Gina Stevens

Australian Institute of Sport Perth Breakers Bulleen Boomers Townsville Fire
- Position: Forward
- League: WNBL

Personal information
- Born: 4 July 1975 (age 50) Ballarat, Victoria, Australia
- Listed height: 6 ft 0 in (1.83 m)

= Gina Stevens =

Australian basketball player

Georgina (Gina) Stevens (born 4 July 1975) is a retired Australian women's basketball player, who represented the country at both junior and senior levels.

==Biography==
===WNBL===
Stevens played in the Women's National Basketball League (WNBL) between 1992 and 2004. During that period Stevens played for four teams; AIS (1992 to 1993), Perth Breakers (1994 to 1999/00), Bulleen Boomers (2000/01) and Townsville Fire (2002/03 to 2003/04), totaling 204 games.
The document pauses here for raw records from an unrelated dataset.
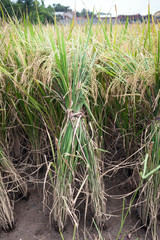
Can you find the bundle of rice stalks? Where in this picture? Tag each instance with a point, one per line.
(10, 183)
(76, 158)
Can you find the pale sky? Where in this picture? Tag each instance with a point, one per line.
(123, 6)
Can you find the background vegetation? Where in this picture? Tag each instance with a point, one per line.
(70, 98)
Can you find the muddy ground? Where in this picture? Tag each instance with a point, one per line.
(32, 223)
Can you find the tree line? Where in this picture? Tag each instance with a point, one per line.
(34, 10)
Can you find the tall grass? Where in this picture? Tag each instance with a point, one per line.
(63, 91)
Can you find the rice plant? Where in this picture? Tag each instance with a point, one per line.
(65, 90)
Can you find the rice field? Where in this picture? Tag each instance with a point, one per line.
(71, 97)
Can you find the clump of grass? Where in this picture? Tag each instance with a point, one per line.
(63, 87)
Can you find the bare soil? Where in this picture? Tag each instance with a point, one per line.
(33, 224)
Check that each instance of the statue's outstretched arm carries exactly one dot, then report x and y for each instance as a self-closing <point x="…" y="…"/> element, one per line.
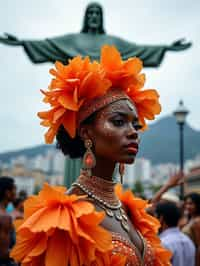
<point x="10" y="39"/>
<point x="179" y="45"/>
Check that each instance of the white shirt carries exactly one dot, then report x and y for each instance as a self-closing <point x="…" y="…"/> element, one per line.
<point x="180" y="245"/>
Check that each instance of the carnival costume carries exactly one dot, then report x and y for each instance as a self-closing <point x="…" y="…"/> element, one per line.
<point x="61" y="229"/>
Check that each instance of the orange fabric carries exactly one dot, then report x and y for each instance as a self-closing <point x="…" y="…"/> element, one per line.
<point x="81" y="80"/>
<point x="146" y="224"/>
<point x="59" y="229"/>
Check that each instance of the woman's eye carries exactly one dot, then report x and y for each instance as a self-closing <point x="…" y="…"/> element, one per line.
<point x="118" y="122"/>
<point x="137" y="126"/>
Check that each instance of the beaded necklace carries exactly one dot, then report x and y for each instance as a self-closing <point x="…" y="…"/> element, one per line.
<point x="103" y="193"/>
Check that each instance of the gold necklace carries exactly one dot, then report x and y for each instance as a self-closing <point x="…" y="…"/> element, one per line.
<point x="102" y="191"/>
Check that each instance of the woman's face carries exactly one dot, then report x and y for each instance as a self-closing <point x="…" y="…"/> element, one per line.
<point x="115" y="132"/>
<point x="190" y="206"/>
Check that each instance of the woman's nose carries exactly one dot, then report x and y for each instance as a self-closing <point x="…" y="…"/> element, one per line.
<point x="132" y="132"/>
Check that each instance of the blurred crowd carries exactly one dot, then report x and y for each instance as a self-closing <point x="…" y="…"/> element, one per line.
<point x="179" y="221"/>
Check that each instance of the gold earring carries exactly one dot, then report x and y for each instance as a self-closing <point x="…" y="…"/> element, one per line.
<point x="89" y="160"/>
<point x="121" y="171"/>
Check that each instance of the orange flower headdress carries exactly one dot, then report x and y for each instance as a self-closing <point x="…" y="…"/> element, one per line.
<point x="83" y="87"/>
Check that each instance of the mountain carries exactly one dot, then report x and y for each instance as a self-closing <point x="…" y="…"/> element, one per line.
<point x="160" y="143"/>
<point x="28" y="152"/>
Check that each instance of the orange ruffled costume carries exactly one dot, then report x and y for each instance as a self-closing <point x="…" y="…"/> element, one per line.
<point x="61" y="229"/>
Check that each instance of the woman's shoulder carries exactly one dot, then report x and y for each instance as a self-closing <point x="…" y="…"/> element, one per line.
<point x="62" y="223"/>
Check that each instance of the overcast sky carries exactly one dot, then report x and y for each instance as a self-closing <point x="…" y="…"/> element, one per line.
<point x="142" y="22"/>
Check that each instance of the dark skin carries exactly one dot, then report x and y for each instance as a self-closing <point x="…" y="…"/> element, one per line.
<point x="115" y="127"/>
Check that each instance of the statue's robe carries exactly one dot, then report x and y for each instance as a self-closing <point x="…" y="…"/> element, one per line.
<point x="85" y="44"/>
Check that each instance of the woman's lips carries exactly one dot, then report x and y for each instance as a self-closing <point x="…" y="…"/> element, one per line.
<point x="132" y="148"/>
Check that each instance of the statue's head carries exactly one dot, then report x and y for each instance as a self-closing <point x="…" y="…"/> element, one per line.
<point x="93" y="19"/>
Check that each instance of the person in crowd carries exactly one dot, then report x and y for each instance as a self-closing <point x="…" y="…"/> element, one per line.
<point x="18" y="212"/>
<point x="7" y="192"/>
<point x="97" y="110"/>
<point x="192" y="228"/>
<point x="172" y="238"/>
<point x="7" y="235"/>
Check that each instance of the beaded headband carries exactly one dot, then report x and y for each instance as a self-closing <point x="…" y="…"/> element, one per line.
<point x="83" y="87"/>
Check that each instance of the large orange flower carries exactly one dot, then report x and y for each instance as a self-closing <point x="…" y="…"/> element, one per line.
<point x="145" y="223"/>
<point x="81" y="80"/>
<point x="73" y="84"/>
<point x="60" y="229"/>
<point x="126" y="75"/>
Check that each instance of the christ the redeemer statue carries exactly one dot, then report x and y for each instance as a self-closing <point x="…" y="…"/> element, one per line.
<point x="89" y="42"/>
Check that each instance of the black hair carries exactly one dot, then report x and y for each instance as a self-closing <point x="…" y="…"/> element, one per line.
<point x="170" y="213"/>
<point x="74" y="147"/>
<point x="85" y="28"/>
<point x="6" y="183"/>
<point x="195" y="197"/>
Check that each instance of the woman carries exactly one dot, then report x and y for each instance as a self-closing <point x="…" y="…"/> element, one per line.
<point x="192" y="229"/>
<point x="96" y="112"/>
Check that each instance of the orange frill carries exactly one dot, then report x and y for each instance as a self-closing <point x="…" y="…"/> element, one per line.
<point x="146" y="224"/>
<point x="61" y="229"/>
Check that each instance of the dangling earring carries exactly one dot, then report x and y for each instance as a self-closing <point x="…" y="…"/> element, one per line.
<point x="89" y="160"/>
<point x="121" y="171"/>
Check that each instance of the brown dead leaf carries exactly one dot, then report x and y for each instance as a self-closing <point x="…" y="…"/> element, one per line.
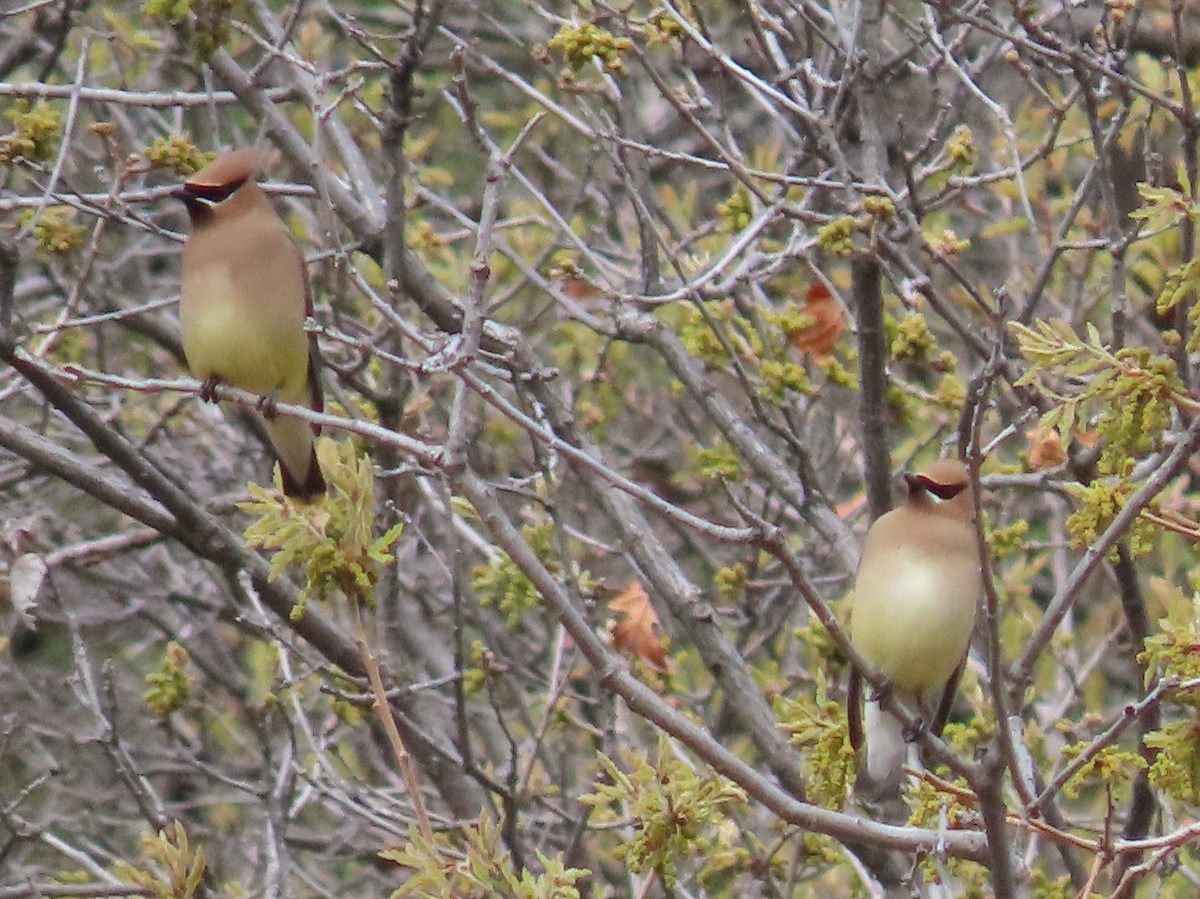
<point x="1044" y="447"/>
<point x="825" y="325"/>
<point x="635" y="633"/>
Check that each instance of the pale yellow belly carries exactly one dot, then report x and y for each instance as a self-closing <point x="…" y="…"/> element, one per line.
<point x="911" y="627"/>
<point x="255" y="346"/>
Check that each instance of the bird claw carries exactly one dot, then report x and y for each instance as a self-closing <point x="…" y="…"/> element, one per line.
<point x="209" y="388"/>
<point x="267" y="405"/>
<point x="912" y="732"/>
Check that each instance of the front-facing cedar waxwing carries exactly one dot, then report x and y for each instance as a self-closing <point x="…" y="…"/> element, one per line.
<point x="918" y="585"/>
<point x="245" y="297"/>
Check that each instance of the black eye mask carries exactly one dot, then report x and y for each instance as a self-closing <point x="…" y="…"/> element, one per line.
<point x="207" y="195"/>
<point x="942" y="491"/>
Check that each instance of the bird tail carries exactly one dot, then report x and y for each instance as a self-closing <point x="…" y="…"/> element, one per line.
<point x="886" y="751"/>
<point x="293" y="441"/>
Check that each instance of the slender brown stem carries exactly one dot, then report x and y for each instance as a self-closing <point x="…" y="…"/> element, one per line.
<point x="383" y="711"/>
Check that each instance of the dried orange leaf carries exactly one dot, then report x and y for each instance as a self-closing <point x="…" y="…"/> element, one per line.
<point x="823" y="323"/>
<point x="635" y="633"/>
<point x="1044" y="447"/>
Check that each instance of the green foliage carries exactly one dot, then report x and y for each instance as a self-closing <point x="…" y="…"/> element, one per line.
<point x="929" y="804"/>
<point x="1132" y="391"/>
<point x="1176" y="766"/>
<point x="204" y="24"/>
<point x="480" y="869"/>
<point x="169" y="688"/>
<point x="1173" y="651"/>
<point x="1099" y="502"/>
<point x="169" y="868"/>
<point x="34" y="136"/>
<point x="961" y="149"/>
<point x="730" y="581"/>
<point x="719" y="460"/>
<point x="838" y="237"/>
<point x="55" y="232"/>
<point x="819" y="726"/>
<point x="1111" y="767"/>
<point x="331" y="539"/>
<point x="587" y="41"/>
<point x="671" y="803"/>
<point x="1007" y="540"/>
<point x="502" y="585"/>
<point x="880" y="208"/>
<point x="911" y="337"/>
<point x="735" y="214"/>
<point x="780" y="377"/>
<point x="714" y="331"/>
<point x="177" y="153"/>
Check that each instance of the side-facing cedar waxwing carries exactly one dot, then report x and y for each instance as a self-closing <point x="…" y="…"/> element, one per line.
<point x="918" y="585"/>
<point x="245" y="297"/>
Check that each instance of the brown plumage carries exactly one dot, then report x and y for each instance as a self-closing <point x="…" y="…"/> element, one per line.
<point x="916" y="593"/>
<point x="245" y="297"/>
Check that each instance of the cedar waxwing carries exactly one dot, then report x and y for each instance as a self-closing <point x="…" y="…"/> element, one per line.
<point x="919" y="582"/>
<point x="245" y="297"/>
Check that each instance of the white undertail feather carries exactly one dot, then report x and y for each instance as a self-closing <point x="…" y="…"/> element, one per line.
<point x="886" y="749"/>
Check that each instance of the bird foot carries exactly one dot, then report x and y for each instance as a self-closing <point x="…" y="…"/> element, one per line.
<point x="209" y="388"/>
<point x="911" y="732"/>
<point x="267" y="405"/>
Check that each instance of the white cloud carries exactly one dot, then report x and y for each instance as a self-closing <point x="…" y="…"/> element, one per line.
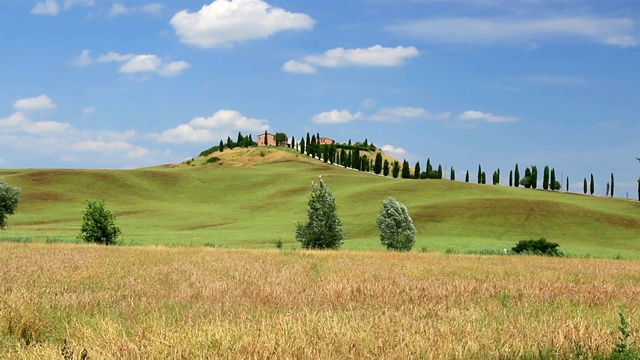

In 1996, Stevens won the WNBL Top Shooter Award with 375 points at an average of 21.3 points per game. Stevens was also selected to the WNBL All-Star Five on two occasions; 1996 and 1998/99.

===SBL===
Stevens played 97 games in the State Basketball League (SBL) between 1994 and 2003. She played for the Stirling Senators in 1994, 1995, 1996, 1998, 2002 and 2003, and had one season with the Mandurah Magic in 2000. She had a 55-point game for the Senators in 2002.

===National team===
At official FIBA tournaments, Stevens played for Australia at the 1993 World Championship for Junior Women, where she won a Gold medal.